Winter Warmer: The Danish Art of Hygge in the Baltic Porter
This article was originally published on Winter 2015 issue of Mash Tun Journal.
There’s a Danish way of living called hygge, a hard-to-translate-into-English concept the Danes adhere to in the colder, darker months (though, it can be a year-round philosophy). In its essence, it means “coziness”—winter hygge can be expressed through candlelight dinners, climbing under wool blankets, twilight coffee dates, pine-scented potpourri, and Netflix binges. But hygge is also emotional—it’s a time to gather with family and friends, to put aside work talk and politics and just be with each other.
It should come as no surprise, then, that one of the indigenous beer styles to the Nordic region is liquid hygge. In the 18th century, the British started to export its porters, but made them with a higher alcohol content for the trip across the Baltic Sea. Known as the Baltic Porter in the relatively modern establishment of beer style nomenclature, Baltic Porters were also made under the names Russian Stout or Imperial Stout, as they became the beer of favor by St.
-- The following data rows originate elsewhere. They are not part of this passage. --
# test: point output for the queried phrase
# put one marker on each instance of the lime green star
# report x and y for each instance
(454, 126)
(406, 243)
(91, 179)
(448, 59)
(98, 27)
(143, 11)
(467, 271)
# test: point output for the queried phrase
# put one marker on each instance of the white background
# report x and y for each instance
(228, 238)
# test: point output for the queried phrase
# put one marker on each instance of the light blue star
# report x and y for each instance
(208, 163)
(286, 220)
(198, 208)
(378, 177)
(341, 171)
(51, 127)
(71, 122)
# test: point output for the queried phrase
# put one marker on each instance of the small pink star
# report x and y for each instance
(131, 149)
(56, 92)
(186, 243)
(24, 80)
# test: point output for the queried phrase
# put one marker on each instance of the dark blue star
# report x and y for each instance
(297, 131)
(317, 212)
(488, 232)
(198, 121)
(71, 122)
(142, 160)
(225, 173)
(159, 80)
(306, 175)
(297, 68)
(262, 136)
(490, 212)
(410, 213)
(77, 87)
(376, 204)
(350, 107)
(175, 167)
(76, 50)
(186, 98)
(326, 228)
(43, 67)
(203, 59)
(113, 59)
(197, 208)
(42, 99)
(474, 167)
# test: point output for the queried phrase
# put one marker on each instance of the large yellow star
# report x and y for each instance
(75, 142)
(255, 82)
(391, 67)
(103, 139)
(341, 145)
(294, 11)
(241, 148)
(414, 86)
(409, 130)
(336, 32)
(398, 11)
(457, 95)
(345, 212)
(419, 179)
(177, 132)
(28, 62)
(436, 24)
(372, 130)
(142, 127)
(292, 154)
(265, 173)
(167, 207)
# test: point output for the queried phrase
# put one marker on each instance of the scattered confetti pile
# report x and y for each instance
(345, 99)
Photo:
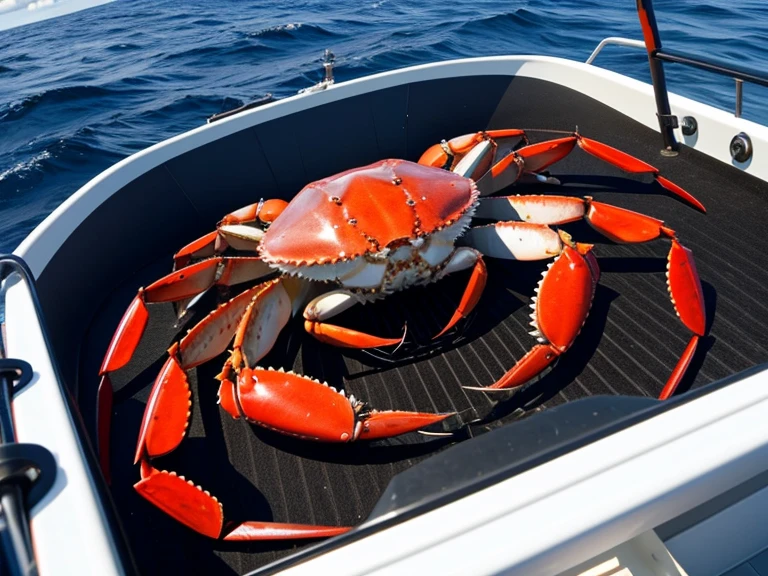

Petersburg royals. It all really depended on how the brewery decided to market its beer.
Soon, instead of importing the beers from England, entrepreneurs set up breweries along the Baltic Sea. These new breweries adapted to regional ingredients and processes, and in turn, made a version of these strong, rich beers that evolved from its English roots. Baltic Porters made in Scandinavia differ from those made in the Baltic regions. And even then, some Baltic Porters are top-fermented, while others are bottom-fermented, probably as a result of adapting to the trends of the time, when lager breweries in Northern Europe were gaining in numbers and using one house yeast resulted in a more simplified and economical production of beer.
No matter what brewers in Nordic and Scandinavian countries called it, the Baltic Porter is unlike what we’ve become accustomed to as Imperial Stouts in the United States. US versions of Imperial Stouts are characteristically American—barrel-chested and full of bravado, usually ringing in over 10% ABV, roasty, and heavily hopped. But there’s still a warmth to Baltic Porters, as they’re usually stronger and fruitier than most porters and stouts; minimally hopped, dark fruits like plums and cherries fill the aroma, along with licorice, chocolate, and toffee; malty-sweetness is showcased in the taste, held in check by low bitterness, and restrained coffee roast or slight smokiness. Full-bodied, but not heavy, the slight glow of alcohol warms you up as it all comes together as hygge in its liquid form, the perfect accompaniment for snuggling into a snowy night.